La Cumbre in Golf Digest
Wayne's Work featured in Golf Digest
Some of these changes are brought on by passion or ethos—from supers, board members or players—and others are dictated by nature. Such is the case in drought-stricken California. Wayne Mills manages La Cumbre Country Club in Santa Barbara, where cutting down on water is not only the right thing to do but is state-mandated. When Mills got started in 2016, he was looking to take advantage of incentives the government was offering to properties that reduced water usage. Mills’ first thought was increasing the course’s native populations, which are predisposed to fare better in the arid climate and retain water more efficiently. One day, some college researchers were studying a creek nearby. He asked them to come take a look around the grounds. “I realized I needed some help,” he says. They introduced him to a local biologist, who, with her husband, specializes in mitigation. Together, they decided to restore the native oak communities using the surrounding hills as a guide. To do this, they hiked the nearby mountains to propagate the exact genetic varieties local to Santa Barbara.

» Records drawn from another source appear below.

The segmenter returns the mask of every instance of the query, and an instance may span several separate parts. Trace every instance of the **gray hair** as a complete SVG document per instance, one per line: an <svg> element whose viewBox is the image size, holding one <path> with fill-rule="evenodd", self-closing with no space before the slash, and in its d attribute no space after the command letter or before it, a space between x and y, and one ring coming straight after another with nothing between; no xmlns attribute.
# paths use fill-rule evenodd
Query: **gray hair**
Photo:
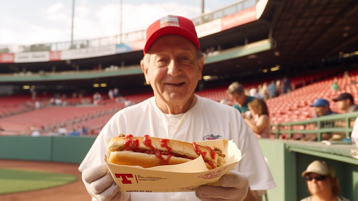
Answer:
<svg viewBox="0 0 358 201"><path fill-rule="evenodd" d="M201 59L202 59L203 57L204 57L204 55L203 54L202 52L200 52L200 51L198 49L195 48L195 50L196 50L196 58L197 58L198 60L200 60ZM149 62L150 61L150 54L147 53L144 55L143 58L142 59L143 62L144 62L145 66L147 69L149 68L148 64L149 64Z"/></svg>
<svg viewBox="0 0 358 201"><path fill-rule="evenodd" d="M226 93L228 94L233 94L235 92L239 95L242 95L244 92L244 86L237 82L232 83L226 90Z"/></svg>

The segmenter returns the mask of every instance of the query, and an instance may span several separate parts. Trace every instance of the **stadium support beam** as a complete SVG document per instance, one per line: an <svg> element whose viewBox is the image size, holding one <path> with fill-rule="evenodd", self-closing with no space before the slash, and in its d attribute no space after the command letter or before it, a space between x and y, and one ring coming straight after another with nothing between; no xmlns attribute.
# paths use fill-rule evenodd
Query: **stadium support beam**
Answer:
<svg viewBox="0 0 358 201"><path fill-rule="evenodd" d="M72 28L71 29L71 48L73 45L73 27L74 18L75 18L75 0L72 0Z"/></svg>
<svg viewBox="0 0 358 201"><path fill-rule="evenodd" d="M338 47L337 47L335 49L329 51L327 54L327 56L335 54L335 53L337 54L338 54L338 52L340 51L340 49L343 48L346 45L350 44L351 43L352 43L352 42L353 42L356 40L358 40L358 35L357 35L355 36L350 38L349 40L347 40L345 42L341 43ZM349 53L349 52L345 52L345 53Z"/></svg>
<svg viewBox="0 0 358 201"><path fill-rule="evenodd" d="M338 25L343 22L348 16L352 14L355 10L356 10L357 6L358 6L358 0L353 0L350 3L348 4L345 9L342 9L341 13L337 16L334 21L328 25L327 28L324 29L321 33L317 34L317 37L316 37L312 42L311 43L311 45L307 47L306 49L306 51L301 55L301 57L306 56L307 54L311 52L312 48L322 42L322 40L324 40L326 36L330 34L331 31L336 29Z"/></svg>
<svg viewBox="0 0 358 201"><path fill-rule="evenodd" d="M201 0L201 13L204 13L204 0Z"/></svg>

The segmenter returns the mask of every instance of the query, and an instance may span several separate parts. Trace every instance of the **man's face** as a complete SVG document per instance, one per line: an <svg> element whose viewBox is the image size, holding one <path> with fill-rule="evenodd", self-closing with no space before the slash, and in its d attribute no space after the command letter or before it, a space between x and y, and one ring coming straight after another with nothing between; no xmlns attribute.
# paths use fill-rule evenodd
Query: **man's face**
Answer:
<svg viewBox="0 0 358 201"><path fill-rule="evenodd" d="M238 102L240 104L243 104L244 102L244 93L241 95L239 95L237 92L234 92L232 94L229 94L229 98L230 98L234 102Z"/></svg>
<svg viewBox="0 0 358 201"><path fill-rule="evenodd" d="M174 35L162 36L153 43L147 52L149 59L141 66L156 98L180 104L193 97L204 65L196 48L186 38Z"/></svg>
<svg viewBox="0 0 358 201"><path fill-rule="evenodd" d="M345 110L347 109L347 105L348 105L348 101L350 101L349 99L338 100L337 101L337 104L338 106L339 109L343 109Z"/></svg>
<svg viewBox="0 0 358 201"><path fill-rule="evenodd" d="M324 116L328 113L329 107L328 105L315 106L315 111L317 116Z"/></svg>

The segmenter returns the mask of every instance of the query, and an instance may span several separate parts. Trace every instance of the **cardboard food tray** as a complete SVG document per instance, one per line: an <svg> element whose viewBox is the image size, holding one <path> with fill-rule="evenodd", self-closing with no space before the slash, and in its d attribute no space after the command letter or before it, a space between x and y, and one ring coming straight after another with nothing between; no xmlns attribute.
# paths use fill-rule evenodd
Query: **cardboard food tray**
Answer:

Mills still plants some non-native species for the “show factor.” Members have affectionately nicknamed the annual crescendo of red flax, purple lupines and white sage the “super bloom.” Mills orchestrates the plantings to flower at different times, attracting pollinators from hummingbirds to sweat bees and mimicking the drama of changing seasons, a rarity in the Golden State. Mills describes it as a “snowball effect.” If you give a course a flowering garden, you’ll end up with aphids seeking nectar. Then the birds arrive to munch on the insects. Mills and his team are converting another 30,000 square feet to meadow. It’s the last of the “easy pickings.” After that, they will chase another creative, water-cutting, wildlife-friendly solution—still to be discovered.